Monday, May. 11, 1942
Hearst's "Dearest Helen"
When death, as it must to all dogs, came to William Randolph Hearst's toy dachshund Helen, the aged publisher last week wrote an elegy.
In answer to a letter of condolence from his Editor Frank Barham (Los Angeles Herald and Express), who reminded the boss that he had been one of the rare outsiders acceptable to Helen, Hearst columnized:
"You know, Frank, a boy and his dog are no more inseparable companions than an old fellow and his dog. An old bozo is a nuisance to almost everybody --except his dog. . . . She always slept on a big chair in my room and her solicitous gaze followed me to bed at night and was the first thing to greet me when I woke in the morning. Then when I arose she begged for the special distinction of being put in my bed. . . .

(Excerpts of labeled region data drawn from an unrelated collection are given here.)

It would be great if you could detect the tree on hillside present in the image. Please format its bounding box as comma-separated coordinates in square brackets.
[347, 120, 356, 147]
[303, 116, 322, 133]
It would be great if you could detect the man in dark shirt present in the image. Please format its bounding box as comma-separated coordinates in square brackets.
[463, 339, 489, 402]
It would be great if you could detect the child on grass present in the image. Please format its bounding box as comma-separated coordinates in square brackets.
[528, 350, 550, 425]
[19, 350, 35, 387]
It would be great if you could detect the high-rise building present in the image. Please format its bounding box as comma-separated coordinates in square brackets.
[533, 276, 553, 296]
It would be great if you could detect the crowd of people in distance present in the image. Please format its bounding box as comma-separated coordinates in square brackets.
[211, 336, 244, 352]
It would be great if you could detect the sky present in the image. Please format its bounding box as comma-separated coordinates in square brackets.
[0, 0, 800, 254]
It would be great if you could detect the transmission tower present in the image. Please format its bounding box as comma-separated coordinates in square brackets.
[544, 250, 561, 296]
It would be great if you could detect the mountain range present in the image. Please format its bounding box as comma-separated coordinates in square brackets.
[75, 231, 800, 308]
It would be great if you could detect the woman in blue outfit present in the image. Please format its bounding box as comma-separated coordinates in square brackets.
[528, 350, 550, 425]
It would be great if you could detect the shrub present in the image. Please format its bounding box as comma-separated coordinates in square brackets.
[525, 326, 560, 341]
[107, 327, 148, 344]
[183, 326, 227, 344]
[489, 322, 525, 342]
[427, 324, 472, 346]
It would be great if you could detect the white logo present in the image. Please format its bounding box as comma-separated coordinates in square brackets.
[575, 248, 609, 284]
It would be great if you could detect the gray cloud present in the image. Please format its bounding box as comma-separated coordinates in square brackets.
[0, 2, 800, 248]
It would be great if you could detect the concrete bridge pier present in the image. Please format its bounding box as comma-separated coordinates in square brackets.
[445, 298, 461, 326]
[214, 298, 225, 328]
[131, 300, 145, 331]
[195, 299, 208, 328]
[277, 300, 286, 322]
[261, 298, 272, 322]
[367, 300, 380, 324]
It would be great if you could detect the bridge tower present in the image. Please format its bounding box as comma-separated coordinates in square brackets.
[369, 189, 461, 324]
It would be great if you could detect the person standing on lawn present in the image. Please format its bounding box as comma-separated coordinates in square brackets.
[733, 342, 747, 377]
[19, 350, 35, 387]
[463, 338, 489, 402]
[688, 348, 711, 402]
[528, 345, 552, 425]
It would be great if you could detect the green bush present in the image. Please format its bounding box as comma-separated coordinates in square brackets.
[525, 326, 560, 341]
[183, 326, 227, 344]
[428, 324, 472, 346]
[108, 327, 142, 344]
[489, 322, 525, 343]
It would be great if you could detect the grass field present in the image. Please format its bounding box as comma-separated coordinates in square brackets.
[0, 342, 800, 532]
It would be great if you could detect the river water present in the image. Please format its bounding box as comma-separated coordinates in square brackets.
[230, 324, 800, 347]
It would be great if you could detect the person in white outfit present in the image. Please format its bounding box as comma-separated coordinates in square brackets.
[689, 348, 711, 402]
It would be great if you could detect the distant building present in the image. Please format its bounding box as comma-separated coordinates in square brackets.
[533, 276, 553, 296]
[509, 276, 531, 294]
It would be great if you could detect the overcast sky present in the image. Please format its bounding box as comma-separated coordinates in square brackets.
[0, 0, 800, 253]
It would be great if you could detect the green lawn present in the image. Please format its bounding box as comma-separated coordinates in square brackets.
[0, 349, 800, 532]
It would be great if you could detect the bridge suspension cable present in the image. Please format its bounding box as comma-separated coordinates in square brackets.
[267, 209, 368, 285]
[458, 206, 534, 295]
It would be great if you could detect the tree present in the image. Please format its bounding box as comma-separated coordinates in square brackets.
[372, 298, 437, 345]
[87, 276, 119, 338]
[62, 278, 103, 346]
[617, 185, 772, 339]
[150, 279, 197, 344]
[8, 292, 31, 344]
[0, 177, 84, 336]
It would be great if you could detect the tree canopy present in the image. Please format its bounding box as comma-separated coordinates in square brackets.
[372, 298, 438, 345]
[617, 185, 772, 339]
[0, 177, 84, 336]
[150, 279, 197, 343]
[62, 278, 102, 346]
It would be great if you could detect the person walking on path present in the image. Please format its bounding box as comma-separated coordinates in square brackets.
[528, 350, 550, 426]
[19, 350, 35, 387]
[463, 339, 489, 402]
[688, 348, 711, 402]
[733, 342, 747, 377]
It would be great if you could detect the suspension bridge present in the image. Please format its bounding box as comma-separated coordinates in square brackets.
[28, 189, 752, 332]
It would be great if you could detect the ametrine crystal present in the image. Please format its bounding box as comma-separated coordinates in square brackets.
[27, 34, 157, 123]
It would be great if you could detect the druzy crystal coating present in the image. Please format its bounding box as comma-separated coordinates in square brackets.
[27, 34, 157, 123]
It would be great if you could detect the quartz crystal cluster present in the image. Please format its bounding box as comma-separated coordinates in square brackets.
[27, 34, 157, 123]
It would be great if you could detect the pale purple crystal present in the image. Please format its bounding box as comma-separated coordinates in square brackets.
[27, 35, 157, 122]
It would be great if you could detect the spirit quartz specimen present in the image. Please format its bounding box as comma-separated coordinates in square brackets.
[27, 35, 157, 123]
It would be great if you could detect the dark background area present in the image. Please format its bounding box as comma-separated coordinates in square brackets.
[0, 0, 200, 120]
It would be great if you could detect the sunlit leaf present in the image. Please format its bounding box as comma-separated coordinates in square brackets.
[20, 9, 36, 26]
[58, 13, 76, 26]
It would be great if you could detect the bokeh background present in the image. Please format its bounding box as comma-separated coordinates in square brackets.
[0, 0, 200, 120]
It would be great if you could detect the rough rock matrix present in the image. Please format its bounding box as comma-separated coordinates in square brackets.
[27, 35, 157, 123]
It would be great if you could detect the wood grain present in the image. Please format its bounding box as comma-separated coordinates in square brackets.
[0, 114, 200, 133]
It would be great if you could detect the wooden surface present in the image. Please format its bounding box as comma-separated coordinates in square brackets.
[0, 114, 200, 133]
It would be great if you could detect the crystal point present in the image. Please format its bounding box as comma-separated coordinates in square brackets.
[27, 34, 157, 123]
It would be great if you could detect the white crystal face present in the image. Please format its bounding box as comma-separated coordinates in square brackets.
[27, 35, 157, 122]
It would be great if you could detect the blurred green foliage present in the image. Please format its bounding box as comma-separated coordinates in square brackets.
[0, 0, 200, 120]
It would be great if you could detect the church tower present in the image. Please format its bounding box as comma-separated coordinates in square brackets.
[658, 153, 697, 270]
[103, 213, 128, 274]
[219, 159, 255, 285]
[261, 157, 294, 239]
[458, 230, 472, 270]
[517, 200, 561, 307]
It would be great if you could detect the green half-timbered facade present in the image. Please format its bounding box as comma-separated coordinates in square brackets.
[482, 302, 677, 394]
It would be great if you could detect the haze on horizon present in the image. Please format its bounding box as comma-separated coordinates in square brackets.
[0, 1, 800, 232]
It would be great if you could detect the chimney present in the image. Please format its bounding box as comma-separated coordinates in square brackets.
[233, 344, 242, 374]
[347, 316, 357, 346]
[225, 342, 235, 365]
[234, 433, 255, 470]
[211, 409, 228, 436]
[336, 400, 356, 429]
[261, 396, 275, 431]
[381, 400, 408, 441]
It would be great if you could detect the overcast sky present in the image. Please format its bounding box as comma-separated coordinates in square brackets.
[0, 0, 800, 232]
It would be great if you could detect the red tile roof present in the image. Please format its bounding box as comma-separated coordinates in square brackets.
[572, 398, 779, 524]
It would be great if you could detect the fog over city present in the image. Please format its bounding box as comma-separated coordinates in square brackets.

"Aldous Huxley says: 'Every dog thinks its master Napoleon, hence the popularity of dogs.' That is not the strict truth. Every dog adores its master notwithstanding the master's imperfections of which it is probably acutely aware. . . .
"So as your dog loves you, you come to love your dog. Not because it thinks you are Napoleon, not because YOU think you are Napoleon. Not because you WANT to be Napoleon. But because love creates love, devotion inspires devotion, unselfishness begets unselfishness and self-sacrifice. . . .
"Helen died in my bed and in my arms. . . . I will not need a monument to remember her. But I am placing over her little grave a stone with the inscription:
"Here lies dearest Helen --my devoted friend."